Un conocido cantante contestó, cuando le preguntaron en una entrevista, si él era persona de fe: ‘Bueno, sí, creo en Dios, pero ¡no en los dogmas de la Iglesia!’, y explicó con voz tipluda y gesto escandalizado: ‘es que ¡de plano se quedó en el oscurantismo de la Edad Media!’. Quien lo entrevistaba se rio y le dio la razón.
No sé si él leerá esto, pero lo que dijo amerita contestación, porque hay otras personas que comparten su opinión. En ciertos ambientes es ‘bien visto’, considerado una muestra de gran inteligencia y de elevado nivel intelectual, dárselas de que uno no cree en ningún ‘dogma’, como dando a entender que uno está muy por encima de conceptos cerrados, opresores, que uno es una persona libre, ‘moderna’, que cree en lo que se le da la gana y a la que nadie le dice lo que debe creer.
Pero la realidad es todo lo contrario. Sin los dogmas, no seríamos libres, sino prisioneros de nuestra ignorancia y límites, obligados a inventar y reinventar el hilo negro a cada paso, sin saber bien a bien en qué creer.
Para entenderlo, empecemos por aclarar qué es un dogma.

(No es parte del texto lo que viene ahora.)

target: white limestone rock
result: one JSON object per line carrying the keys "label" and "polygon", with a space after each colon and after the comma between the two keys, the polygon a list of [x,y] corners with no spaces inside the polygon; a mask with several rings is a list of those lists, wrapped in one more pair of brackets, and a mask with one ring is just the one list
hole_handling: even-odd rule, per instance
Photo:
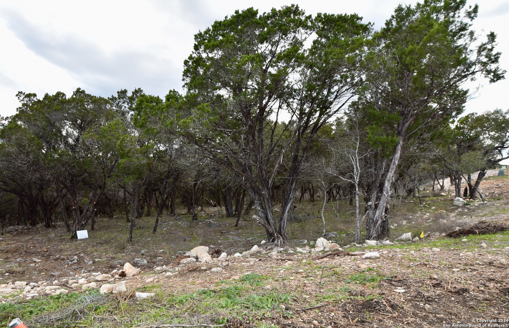
{"label": "white limestone rock", "polygon": [[183,258],[180,260],[181,264],[187,264],[188,263],[194,263],[196,262],[196,259],[194,257],[187,257],[187,258]]}
{"label": "white limestone rock", "polygon": [[108,275],[107,274],[99,275],[95,278],[95,280],[98,281],[105,281],[109,280],[110,279],[111,279],[111,275]]}
{"label": "white limestone rock", "polygon": [[242,255],[251,256],[253,255],[256,255],[261,252],[262,252],[262,250],[260,249],[260,247],[258,247],[258,245],[255,245],[252,247],[252,248],[250,250],[246,251],[245,252],[243,252],[242,253]]}
{"label": "white limestone rock", "polygon": [[208,253],[209,252],[209,248],[207,246],[197,246],[186,253],[186,255],[198,259],[198,253],[202,252]]}
{"label": "white limestone rock", "polygon": [[124,272],[126,273],[126,277],[131,278],[133,276],[137,276],[139,274],[139,271],[136,269],[129,262],[124,265]]}
{"label": "white limestone rock", "polygon": [[371,259],[371,258],[377,258],[377,257],[380,257],[380,254],[378,253],[378,252],[369,252],[366,253],[362,255],[362,258],[366,259]]}
{"label": "white limestone rock", "polygon": [[101,294],[109,294],[113,291],[113,288],[114,287],[115,285],[113,284],[104,284],[101,286],[99,291]]}
{"label": "white limestone rock", "polygon": [[88,290],[89,289],[95,289],[96,288],[97,288],[97,285],[96,284],[96,283],[94,282],[93,281],[89,284],[85,284],[84,285],[81,286],[81,289],[82,289],[83,290]]}
{"label": "white limestone rock", "polygon": [[136,292],[136,293],[134,294],[134,296],[136,297],[136,298],[138,299],[138,300],[144,300],[145,299],[148,298],[151,296],[154,296],[154,295],[155,295],[155,293],[140,292],[139,291]]}
{"label": "white limestone rock", "polygon": [[467,202],[461,197],[457,197],[454,199],[454,201],[453,202],[453,205],[455,206],[464,206],[466,204]]}
{"label": "white limestone rock", "polygon": [[323,237],[320,237],[317,239],[317,242],[315,244],[315,248],[322,247],[326,250],[329,250],[330,248],[330,243],[327,239]]}
{"label": "white limestone rock", "polygon": [[113,291],[111,292],[114,294],[122,293],[127,291],[125,284],[123,282],[118,282],[113,286]]}
{"label": "white limestone rock", "polygon": [[402,242],[409,242],[412,240],[412,233],[407,233],[406,234],[403,234],[401,235],[401,237],[399,238],[396,239],[396,240],[399,240]]}

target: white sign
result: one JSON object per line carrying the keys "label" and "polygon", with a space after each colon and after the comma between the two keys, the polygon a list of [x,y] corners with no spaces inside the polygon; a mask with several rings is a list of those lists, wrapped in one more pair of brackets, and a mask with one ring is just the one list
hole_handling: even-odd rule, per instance
{"label": "white sign", "polygon": [[76,236],[78,239],[84,239],[89,238],[89,233],[86,230],[78,230],[76,232]]}

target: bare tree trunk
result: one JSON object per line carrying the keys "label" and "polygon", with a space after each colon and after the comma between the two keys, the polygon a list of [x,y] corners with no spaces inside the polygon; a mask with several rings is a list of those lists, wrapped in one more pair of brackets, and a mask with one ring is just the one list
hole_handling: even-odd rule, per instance
{"label": "bare tree trunk", "polygon": [[65,210],[65,205],[64,205],[64,198],[62,196],[62,190],[59,186],[56,187],[56,193],[59,196],[59,201],[60,202],[60,210],[62,211],[62,217],[64,218],[64,222],[65,223],[65,227],[67,229],[67,232],[71,232],[71,225],[69,224],[69,219],[67,218],[67,212]]}
{"label": "bare tree trunk", "polygon": [[159,206],[157,208],[157,215],[156,216],[156,222],[154,223],[154,229],[152,230],[152,233],[155,234],[157,231],[157,225],[159,224],[159,218],[161,216],[161,213],[162,213],[162,208],[164,206],[164,195],[166,194],[166,189],[168,187],[168,183],[169,181],[169,177],[164,179],[164,184],[163,185],[162,191],[161,192],[161,197],[162,199],[161,200],[161,202],[159,202]]}
{"label": "bare tree trunk", "polygon": [[240,215],[242,214],[242,208],[244,207],[244,200],[246,196],[246,189],[242,189],[242,194],[240,198],[240,204],[239,204],[240,209],[237,212],[237,221],[235,222],[235,226],[239,226],[239,221],[240,220]]}
{"label": "bare tree trunk", "polygon": [[386,214],[388,209],[387,203],[390,200],[392,183],[394,182],[396,176],[398,165],[399,163],[400,157],[401,156],[401,149],[403,146],[403,138],[400,136],[398,138],[398,143],[396,144],[394,155],[392,156],[392,160],[391,161],[390,166],[389,167],[389,171],[385,178],[383,188],[382,190],[382,194],[376,212],[375,212],[373,219],[369,219],[366,221],[366,225],[368,222],[372,224],[372,226],[368,227],[366,225],[366,234],[368,232],[369,233],[366,236],[366,238],[370,240],[381,240],[384,239],[388,233],[388,219]]}
{"label": "bare tree trunk", "polygon": [[249,215],[249,212],[251,212],[251,209],[252,208],[254,205],[254,201],[253,201],[251,198],[251,200],[249,201],[249,202],[247,203],[247,206],[246,206],[246,209],[244,210],[244,215]]}
{"label": "bare tree trunk", "polygon": [[136,218],[136,206],[137,201],[138,187],[137,186],[133,187],[132,188],[132,198],[131,202],[131,222],[129,227],[129,241],[132,242],[132,229],[134,227],[134,219]]}
{"label": "bare tree trunk", "polygon": [[[483,178],[486,175],[486,168],[483,168],[479,171],[479,175],[477,175],[477,179],[475,180],[475,183],[474,184],[473,189],[476,191],[478,192],[479,190],[479,185],[480,184],[480,181],[483,180]],[[473,194],[470,195],[471,200],[475,200],[477,198],[477,195],[475,192],[473,193]]]}
{"label": "bare tree trunk", "polygon": [[323,211],[325,209],[325,204],[327,203],[327,197],[325,194],[327,193],[327,186],[324,182],[322,182],[322,187],[323,189],[323,203],[322,204],[322,222],[323,224],[323,233],[325,233],[325,218],[323,216]]}

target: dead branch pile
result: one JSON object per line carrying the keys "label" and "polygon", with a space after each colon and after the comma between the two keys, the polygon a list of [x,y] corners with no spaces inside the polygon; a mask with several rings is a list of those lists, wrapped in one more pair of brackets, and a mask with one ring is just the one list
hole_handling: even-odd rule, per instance
{"label": "dead branch pile", "polygon": [[458,238],[468,235],[485,235],[494,234],[500,231],[509,230],[509,225],[497,222],[480,221],[470,226],[449,232],[445,234],[446,237]]}

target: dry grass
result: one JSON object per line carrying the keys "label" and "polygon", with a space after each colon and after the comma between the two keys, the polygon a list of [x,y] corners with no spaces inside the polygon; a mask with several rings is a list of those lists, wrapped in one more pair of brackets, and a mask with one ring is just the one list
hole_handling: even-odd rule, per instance
{"label": "dry grass", "polygon": [[509,230],[509,225],[483,220],[465,228],[450,231],[445,236],[448,237],[458,238],[469,235],[495,234],[506,230]]}

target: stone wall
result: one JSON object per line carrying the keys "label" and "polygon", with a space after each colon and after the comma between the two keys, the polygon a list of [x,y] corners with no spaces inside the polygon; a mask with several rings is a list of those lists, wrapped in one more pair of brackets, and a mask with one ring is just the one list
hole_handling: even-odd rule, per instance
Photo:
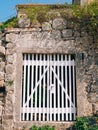
{"label": "stone wall", "polygon": [[24,19],[19,21],[20,28],[0,34],[0,124],[3,130],[28,129],[34,123],[65,130],[72,122],[20,120],[22,54],[75,54],[77,116],[89,116],[98,111],[98,41],[84,28],[62,17],[32,28],[26,20],[25,24]]}

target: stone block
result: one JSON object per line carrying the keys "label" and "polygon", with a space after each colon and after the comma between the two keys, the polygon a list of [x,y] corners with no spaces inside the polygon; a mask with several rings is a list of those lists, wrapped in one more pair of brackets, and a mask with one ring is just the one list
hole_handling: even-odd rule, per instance
{"label": "stone block", "polygon": [[30,19],[22,15],[22,17],[18,19],[18,25],[21,28],[27,28],[30,26]]}
{"label": "stone block", "polygon": [[51,31],[51,30],[52,30],[51,24],[48,23],[48,22],[44,22],[44,23],[42,24],[42,30],[43,30],[43,31]]}
{"label": "stone block", "polygon": [[52,24],[53,29],[62,30],[66,28],[66,26],[67,26],[67,21],[63,18],[56,18],[53,20],[53,24]]}
{"label": "stone block", "polygon": [[73,31],[72,29],[65,29],[62,31],[62,37],[63,38],[68,38],[68,37],[72,37]]}

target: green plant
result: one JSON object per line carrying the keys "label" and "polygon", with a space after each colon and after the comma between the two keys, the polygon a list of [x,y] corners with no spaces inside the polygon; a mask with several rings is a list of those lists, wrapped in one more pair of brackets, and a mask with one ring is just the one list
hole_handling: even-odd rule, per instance
{"label": "green plant", "polygon": [[98,117],[78,117],[73,125],[74,130],[98,130]]}
{"label": "green plant", "polygon": [[30,130],[55,130],[54,127],[50,127],[48,125],[38,127],[36,125],[33,125]]}
{"label": "green plant", "polygon": [[0,30],[3,30],[5,28],[15,28],[18,27],[18,20],[17,17],[12,17],[11,19],[8,19],[7,21],[3,22],[0,25]]}

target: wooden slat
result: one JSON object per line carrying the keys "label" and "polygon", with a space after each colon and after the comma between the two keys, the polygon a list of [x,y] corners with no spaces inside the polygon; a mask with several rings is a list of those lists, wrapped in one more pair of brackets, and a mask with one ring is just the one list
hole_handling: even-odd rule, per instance
{"label": "wooden slat", "polygon": [[71,55],[24,54],[23,66],[22,120],[64,121],[65,114],[66,121],[75,119],[75,63]]}

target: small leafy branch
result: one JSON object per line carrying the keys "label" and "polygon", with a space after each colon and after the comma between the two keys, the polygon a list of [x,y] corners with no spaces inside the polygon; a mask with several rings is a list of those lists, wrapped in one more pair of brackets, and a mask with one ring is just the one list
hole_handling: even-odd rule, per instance
{"label": "small leafy branch", "polygon": [[98,130],[98,117],[78,117],[73,130]]}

El diccionario de la Real Academia de la Lengua Española ofrece tres definiciones: 1. Proposición tenida por cierta y como principio innegable. 2. Conjunto de creencias de carácter indiscutible. 3. Fundamento o punto capital de un sistema, ciencia o doctrina.
Esto significa que los dogmas son los fundamentos sobre los que se puede edificar sólidamente un sistema, ciencia o doctrina. Liberarse de ellos no da libertad, sino inseguridad, como edificar sin cimentos.

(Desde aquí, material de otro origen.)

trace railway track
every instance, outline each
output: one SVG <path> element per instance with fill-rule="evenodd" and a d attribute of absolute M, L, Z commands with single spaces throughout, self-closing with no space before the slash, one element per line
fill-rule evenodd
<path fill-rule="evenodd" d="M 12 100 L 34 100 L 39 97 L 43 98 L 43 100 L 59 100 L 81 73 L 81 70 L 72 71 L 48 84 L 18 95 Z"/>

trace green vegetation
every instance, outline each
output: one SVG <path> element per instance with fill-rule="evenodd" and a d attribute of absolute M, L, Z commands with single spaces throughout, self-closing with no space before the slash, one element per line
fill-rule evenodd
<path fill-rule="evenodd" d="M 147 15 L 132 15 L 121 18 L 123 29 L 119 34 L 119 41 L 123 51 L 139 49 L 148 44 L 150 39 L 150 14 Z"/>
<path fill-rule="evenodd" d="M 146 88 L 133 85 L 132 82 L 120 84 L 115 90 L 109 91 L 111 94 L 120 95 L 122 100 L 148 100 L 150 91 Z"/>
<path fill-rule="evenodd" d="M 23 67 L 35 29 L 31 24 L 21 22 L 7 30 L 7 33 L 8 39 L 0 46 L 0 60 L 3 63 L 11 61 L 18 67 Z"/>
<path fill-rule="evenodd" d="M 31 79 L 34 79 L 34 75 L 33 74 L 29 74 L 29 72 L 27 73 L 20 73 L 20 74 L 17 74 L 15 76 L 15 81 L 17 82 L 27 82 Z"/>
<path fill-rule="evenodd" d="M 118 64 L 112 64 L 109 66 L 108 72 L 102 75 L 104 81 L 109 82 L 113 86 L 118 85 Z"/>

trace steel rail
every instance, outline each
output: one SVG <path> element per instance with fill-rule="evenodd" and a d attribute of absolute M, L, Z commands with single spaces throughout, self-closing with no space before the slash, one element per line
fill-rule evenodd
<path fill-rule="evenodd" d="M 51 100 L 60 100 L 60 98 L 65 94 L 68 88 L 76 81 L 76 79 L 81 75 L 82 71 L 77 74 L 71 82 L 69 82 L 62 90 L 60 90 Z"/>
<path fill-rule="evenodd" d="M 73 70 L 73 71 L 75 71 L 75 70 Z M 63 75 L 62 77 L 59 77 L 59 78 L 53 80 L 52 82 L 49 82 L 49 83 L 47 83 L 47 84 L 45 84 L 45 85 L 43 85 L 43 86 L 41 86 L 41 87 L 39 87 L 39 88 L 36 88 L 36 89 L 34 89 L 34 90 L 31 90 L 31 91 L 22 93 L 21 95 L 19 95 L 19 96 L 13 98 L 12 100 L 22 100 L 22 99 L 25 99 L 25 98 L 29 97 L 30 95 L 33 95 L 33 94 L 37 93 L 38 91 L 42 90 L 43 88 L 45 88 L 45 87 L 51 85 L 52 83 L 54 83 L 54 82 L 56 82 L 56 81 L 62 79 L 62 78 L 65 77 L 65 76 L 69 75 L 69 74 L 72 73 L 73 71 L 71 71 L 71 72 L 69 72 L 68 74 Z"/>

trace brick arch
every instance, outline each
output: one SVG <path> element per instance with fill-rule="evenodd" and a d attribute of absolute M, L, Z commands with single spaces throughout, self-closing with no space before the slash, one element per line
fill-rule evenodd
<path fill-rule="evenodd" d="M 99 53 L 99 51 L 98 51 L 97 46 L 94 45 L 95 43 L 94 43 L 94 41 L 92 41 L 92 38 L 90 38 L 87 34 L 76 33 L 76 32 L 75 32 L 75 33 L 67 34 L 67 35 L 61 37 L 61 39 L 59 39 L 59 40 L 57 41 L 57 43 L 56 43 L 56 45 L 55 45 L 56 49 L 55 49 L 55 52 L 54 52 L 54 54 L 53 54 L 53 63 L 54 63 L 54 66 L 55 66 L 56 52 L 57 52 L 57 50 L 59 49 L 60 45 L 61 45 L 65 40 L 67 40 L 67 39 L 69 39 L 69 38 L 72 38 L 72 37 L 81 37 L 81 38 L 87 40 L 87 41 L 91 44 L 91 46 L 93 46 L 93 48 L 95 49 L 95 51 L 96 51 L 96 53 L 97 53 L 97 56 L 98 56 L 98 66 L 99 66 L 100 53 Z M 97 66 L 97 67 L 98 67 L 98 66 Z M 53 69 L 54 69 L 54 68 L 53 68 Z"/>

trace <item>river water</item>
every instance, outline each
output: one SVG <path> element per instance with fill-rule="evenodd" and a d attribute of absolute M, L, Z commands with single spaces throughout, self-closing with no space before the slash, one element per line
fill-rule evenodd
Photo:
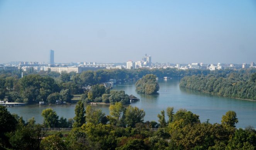
<path fill-rule="evenodd" d="M 220 123 L 222 116 L 229 110 L 236 112 L 239 122 L 237 128 L 244 128 L 249 125 L 256 127 L 256 102 L 213 95 L 195 91 L 179 86 L 180 80 L 159 79 L 159 94 L 148 95 L 138 94 L 135 91 L 135 83 L 127 82 L 115 86 L 113 90 L 123 90 L 130 95 L 132 94 L 140 99 L 131 105 L 143 109 L 146 112 L 144 121 L 157 121 L 157 115 L 168 107 L 174 107 L 175 112 L 180 108 L 185 108 L 199 115 L 201 122 L 210 119 L 211 123 Z M 109 105 L 93 105 L 109 115 Z M 25 121 L 34 117 L 37 123 L 43 122 L 41 113 L 43 110 L 51 108 L 60 117 L 73 118 L 75 105 L 27 105 L 22 107 L 8 107 L 11 113 L 22 116 Z M 167 118 L 166 118 L 166 119 Z"/>

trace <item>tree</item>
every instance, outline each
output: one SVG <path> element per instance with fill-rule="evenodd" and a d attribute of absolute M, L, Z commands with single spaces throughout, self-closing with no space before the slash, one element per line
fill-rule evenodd
<path fill-rule="evenodd" d="M 163 110 L 161 111 L 161 115 L 158 114 L 157 117 L 159 120 L 158 122 L 160 124 L 159 127 L 160 128 L 164 128 L 166 126 L 166 123 L 165 121 L 165 115 L 164 114 L 164 110 Z"/>
<path fill-rule="evenodd" d="M 73 127 L 78 127 L 82 126 L 83 124 L 85 123 L 85 106 L 83 102 L 80 100 L 76 105 L 75 109 L 75 113 L 76 116 L 74 117 L 75 122 L 73 124 Z"/>
<path fill-rule="evenodd" d="M 70 80 L 70 76 L 67 72 L 63 71 L 61 73 L 61 79 L 64 82 L 68 82 Z"/>
<path fill-rule="evenodd" d="M 168 123 L 170 123 L 172 122 L 173 120 L 173 107 L 168 107 L 166 109 L 166 113 L 169 117 Z"/>
<path fill-rule="evenodd" d="M 17 79 L 13 77 L 7 77 L 5 78 L 5 86 L 11 90 L 12 90 L 12 88 L 17 82 Z"/>
<path fill-rule="evenodd" d="M 86 107 L 86 122 L 95 125 L 100 123 L 106 124 L 107 120 L 105 113 L 102 113 L 101 109 L 93 109 L 92 106 L 88 105 Z"/>
<path fill-rule="evenodd" d="M 35 118 L 33 117 L 31 119 L 29 119 L 29 120 L 27 122 L 27 125 L 28 127 L 34 127 L 36 125 L 36 120 L 35 120 Z"/>
<path fill-rule="evenodd" d="M 130 139 L 124 145 L 117 148 L 117 150 L 146 150 L 148 149 L 144 141 L 140 139 Z"/>
<path fill-rule="evenodd" d="M 19 127 L 15 132 L 11 133 L 9 141 L 12 146 L 15 149 L 39 149 L 44 133 L 41 131 L 41 126 L 34 127 Z"/>
<path fill-rule="evenodd" d="M 0 100 L 2 100 L 5 96 L 6 90 L 5 88 L 0 88 Z"/>
<path fill-rule="evenodd" d="M 56 100 L 59 100 L 60 95 L 59 93 L 55 92 L 50 94 L 47 97 L 47 100 L 49 103 L 54 103 Z"/>
<path fill-rule="evenodd" d="M 222 116 L 221 124 L 224 125 L 236 127 L 235 124 L 238 122 L 238 119 L 236 118 L 236 113 L 233 111 L 229 110 Z"/>
<path fill-rule="evenodd" d="M 145 111 L 138 107 L 129 106 L 125 112 L 125 121 L 127 127 L 134 128 L 137 123 L 142 122 L 144 120 Z"/>
<path fill-rule="evenodd" d="M 16 92 L 12 92 L 9 95 L 8 102 L 15 102 L 17 99 L 20 98 L 21 97 L 19 93 Z"/>
<path fill-rule="evenodd" d="M 0 105 L 0 137 L 5 133 L 14 130 L 17 123 L 6 107 Z"/>
<path fill-rule="evenodd" d="M 153 74 L 146 75 L 136 82 L 136 90 L 138 93 L 156 94 L 159 90 L 156 76 Z"/>
<path fill-rule="evenodd" d="M 122 104 L 127 104 L 130 103 L 129 96 L 125 94 L 124 91 L 110 91 L 109 97 L 109 102 L 112 104 L 114 104 L 117 102 L 120 102 Z"/>
<path fill-rule="evenodd" d="M 61 138 L 55 135 L 50 135 L 42 139 L 40 143 L 42 150 L 66 150 L 64 142 Z"/>
<path fill-rule="evenodd" d="M 70 102 L 71 99 L 74 97 L 70 94 L 70 91 L 69 89 L 61 90 L 59 95 L 61 99 L 63 102 Z"/>
<path fill-rule="evenodd" d="M 61 117 L 59 118 L 58 124 L 58 127 L 59 128 L 68 128 L 68 122 L 67 118 L 64 118 L 63 117 Z"/>
<path fill-rule="evenodd" d="M 110 123 L 116 125 L 120 121 L 121 114 L 124 110 L 124 107 L 120 102 L 116 102 L 114 105 L 110 105 L 109 107 L 109 113 L 112 119 Z"/>
<path fill-rule="evenodd" d="M 94 74 L 91 70 L 82 72 L 80 75 L 80 78 L 84 85 L 92 85 L 95 82 L 94 79 Z"/>
<path fill-rule="evenodd" d="M 105 92 L 106 88 L 102 84 L 97 84 L 91 87 L 90 91 L 88 93 L 88 98 L 93 100 L 96 97 L 101 97 Z"/>
<path fill-rule="evenodd" d="M 59 116 L 52 108 L 43 110 L 42 116 L 44 117 L 44 124 L 47 128 L 55 128 L 58 126 Z"/>

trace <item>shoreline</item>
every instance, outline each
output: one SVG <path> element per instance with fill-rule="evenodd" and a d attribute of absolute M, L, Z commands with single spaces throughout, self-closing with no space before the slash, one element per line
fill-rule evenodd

Consideremos estos ejemplos: Si un matemático dijera: ‘yo no creo en dogmas, a mí que no me vengan a imponer que dos más dos son cuatro, yo quiero pensar que el resultado puede variar’, su supuesta libertad no le ayudaría, todo lo contrario, lo orillaría al caos, pues no tendría un fundamento sólido para realizar operaciones matemáticas con la seguridad de obtener un resultado cierto.

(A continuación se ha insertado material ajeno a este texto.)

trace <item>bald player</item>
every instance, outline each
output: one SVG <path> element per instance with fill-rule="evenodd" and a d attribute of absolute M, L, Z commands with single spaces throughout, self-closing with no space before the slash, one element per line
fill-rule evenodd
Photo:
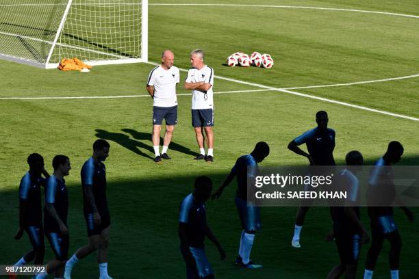
<path fill-rule="evenodd" d="M 201 49 L 195 49 L 190 53 L 190 66 L 184 87 L 185 89 L 192 90 L 192 126 L 199 146 L 199 155 L 194 159 L 205 159 L 206 162 L 211 163 L 214 161 L 214 70 L 205 65 L 204 53 Z M 203 128 L 208 140 L 206 156 Z"/>
<path fill-rule="evenodd" d="M 162 53 L 162 64 L 154 68 L 149 75 L 146 89 L 153 98 L 153 135 L 155 163 L 162 158 L 168 160 L 168 146 L 172 140 L 175 125 L 177 123 L 177 99 L 176 85 L 179 83 L 179 68 L 173 66 L 175 55 L 166 49 Z M 166 132 L 163 138 L 163 148 L 160 152 L 160 131 L 163 118 L 166 122 Z"/>

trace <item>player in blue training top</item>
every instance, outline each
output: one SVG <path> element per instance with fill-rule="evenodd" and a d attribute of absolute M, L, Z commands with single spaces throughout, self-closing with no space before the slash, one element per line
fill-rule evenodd
<path fill-rule="evenodd" d="M 53 272 L 56 278 L 62 278 L 68 258 L 68 196 L 64 176 L 68 175 L 71 170 L 70 159 L 65 155 L 56 155 L 53 159 L 53 167 L 54 174 L 48 178 L 45 187 L 44 227 L 55 259 L 48 263 L 47 272 L 37 274 L 36 279 L 47 278 Z"/>
<path fill-rule="evenodd" d="M 14 238 L 20 239 L 26 231 L 32 250 L 26 253 L 15 266 L 25 265 L 34 261 L 35 265 L 44 263 L 44 230 L 42 228 L 42 207 L 41 186 L 45 187 L 49 174 L 44 168 L 44 158 L 32 153 L 27 157 L 29 170 L 21 181 L 19 185 L 19 229 Z"/>
<path fill-rule="evenodd" d="M 348 198 L 344 207 L 333 207 L 331 215 L 333 222 L 333 235 L 339 253 L 340 263 L 333 267 L 327 279 L 344 278 L 355 279 L 361 245 L 369 240 L 369 237 L 361 222 L 359 202 L 361 192 L 359 181 L 356 176 L 364 164 L 362 155 L 359 151 L 346 154 L 348 167 L 342 170 L 337 177 L 337 191 L 344 191 Z"/>
<path fill-rule="evenodd" d="M 316 114 L 317 127 L 307 131 L 296 137 L 290 144 L 288 149 L 299 155 L 304 156 L 309 160 L 310 165 L 335 165 L 333 150 L 335 149 L 335 131 L 327 128 L 329 118 L 327 113 L 320 111 Z M 299 146 L 305 144 L 308 153 L 301 150 Z M 309 207 L 300 207 L 297 212 L 294 237 L 291 241 L 292 247 L 299 248 L 300 232 L 303 228 L 304 218 Z"/>
<path fill-rule="evenodd" d="M 250 260 L 250 254 L 255 240 L 257 230 L 260 230 L 260 209 L 258 207 L 251 204 L 247 200 L 247 180 L 254 178 L 254 171 L 257 170 L 257 163 L 260 163 L 269 155 L 269 146 L 264 142 L 256 144 L 255 149 L 251 154 L 239 157 L 230 174 L 225 178 L 218 189 L 212 195 L 212 199 L 218 198 L 225 188 L 237 176 L 237 192 L 236 194 L 236 206 L 242 223 L 243 230 L 240 235 L 240 245 L 236 263 L 246 268 L 260 268 L 261 265 L 256 265 Z M 251 171 L 248 172 L 248 168 Z M 249 177 L 250 176 L 250 177 Z"/>
<path fill-rule="evenodd" d="M 211 265 L 204 248 L 205 237 L 217 247 L 221 259 L 225 258 L 225 252 L 214 236 L 208 224 L 204 202 L 211 196 L 212 181 L 207 176 L 199 176 L 195 180 L 193 193 L 182 201 L 179 218 L 180 249 L 186 263 L 188 279 L 214 278 Z"/>
<path fill-rule="evenodd" d="M 400 206 L 409 221 L 414 220 L 413 213 L 403 204 L 398 199 L 395 199 L 396 189 L 393 181 L 393 172 L 391 165 L 398 163 L 404 152 L 403 146 L 398 142 L 391 142 L 387 152 L 382 158 L 375 162 L 368 181 L 367 200 L 368 202 L 368 215 L 371 226 L 371 247 L 367 254 L 366 269 L 364 278 L 370 279 L 375 268 L 384 239 L 388 240 L 391 248 L 389 255 L 390 275 L 392 279 L 398 279 L 398 265 L 401 239 L 394 222 L 393 208 L 394 202 Z M 372 202 L 374 200 L 374 202 Z M 377 202 L 379 204 L 374 204 Z M 388 204 L 388 206 L 384 206 Z M 381 205 L 377 207 L 377 205 Z"/>
<path fill-rule="evenodd" d="M 93 155 L 81 168 L 83 211 L 89 242 L 77 250 L 66 264 L 65 279 L 71 278 L 74 265 L 96 250 L 100 279 L 112 279 L 107 274 L 110 214 L 106 198 L 106 172 L 103 163 L 109 156 L 110 147 L 105 140 L 97 140 L 93 144 Z"/>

Del mismo modo, un católico que dice creer en Dios pero no en los dogmas de la Iglesia, está tratando de deshacerse de principios que son fundamentales para su fe, cuya intención no es ‘obligarlo’ a creer sólo por obligarlo, sino darle una base firme, inamovible, incambiable, sobre la que puede asentar sólidamente su fe, sin temor a que le digan mañana que todo cambió.
Jesucristo no sólo fundó la Iglesia (ver Mt 16, 15-|19), sino se identificó con ella (ver Hch 9,1-5; Lc 10,16), así que no se puede creer en Él sin ella. Y prometió enviarle Su Espíritu Santo para recordarle Sus palabras (ver Jn 14, 26), y para guiarla hacia la verdad (ver Jn 16, 13).
Así pues, lo que los católicos creemos no es invención, sino revelación de Dios. Nuestra principal motivación para ser católicos es que estamos convencidos de que la Iglesia posee la plenitud de la verdad revelada por Él. Y los dogmas de la Iglesia contienen y expresan esa verdad. Por eso se les llama también ‘verdades de fe’.
¿Cómo sabemos con certeza que son verdad? Porque Dios concedió al Papa el don de definir los dogmas con infalibilidad. Y ojo, cabe aclarar que los católicos no creemos que el Papa sea siempre infalible, sabemos que es un ser humano como todos, con caídas y errores. Solamente es infalible cuando, haciendo uso de su potestad como Vicario de Cristo, sucesor de Pedro, define un dogma, bajo la guía del Espíritu Santo y en comunión con toda la Iglesia.
Hay quien se queja de los dogmas de la Iglesia como si fueran miles o como si todo lo que ella enseñara fueran dogmas, y los católicos estuviéramos bombardeados por ellos. No es así. Son muy pocos, definidos a lo largo de los siglos, pero nos dan la seguridad de que podemos asentar en ellos nuestra fe, como sobre roca firme, sin temor de que, como les ha sucedido a otras iglesias, sectas y denominaciones religiosas, se les abran grietas y terminen convertidas en arenas movedizas por las presiones de la ‘modernidad’, de la ‘moda’ del momento o de lo ‘políticamente correcto’.